7.2 Is "credit bidding" permitted?

There are no provisions that specifically address credit bidding in Thai law.

8 Trends and predictions

8.1 How would you describe the current restructuring and insolvency landscape and prevailing trends in your jurisdiction? Are any new developments anticipated in the next 12 months, including any proposed legislative reforms?

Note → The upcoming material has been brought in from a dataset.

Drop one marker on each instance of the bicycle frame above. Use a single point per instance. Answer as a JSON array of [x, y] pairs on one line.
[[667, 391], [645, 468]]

As a result of the COVID-19 pandemic, businesses around the world have been facing severe financial disruption, forcing an increasing number of companies to consider major business restructuring or even the closure of operations. Several major companies have already filed reorganisation petitions with the Central Bankruptcy Court, including a national airline, a low-cost local airline, a well-known beauty clinic and a high-end property developer. In addition, many companies are expected to submit petitions in the near future.

On 26 May 2020, the president of the Central Bankruptcy Court issued an announcement regarding the service of pleadings on and communications between related parties in bankruptcy and reorganisation proceedings. This allows the summons and petitions to be served quickly and efficiently, at minimal expense, through electronic devices, upon request by parties or where the court deems this appropriate, depending on the nature of the case, the number of parties involved and the number of documents.

9 Tips and traps

9.1 What are your top tips for a smooth restructuring and what potential sticking points would you highlight?

In order to achieve a smooth restructuring, the debtor should negotiate with the major creditors prior to and during the reorganisation proceedings, as these are primarily the parties that will participate in the proceedings from beginning to end (eg, the plan preparer must be appointed and the reorganisation plan must be approved by resolution of the creditors' meeting). The major creditors thus have almost complete control at the creditors' meeting to vote in favour or against the appointment of the plan preparer and approval of the plan.

The content of this article is intended to provide a general guide to the subject matter. Specialist advice should be sought about your specific circumstances.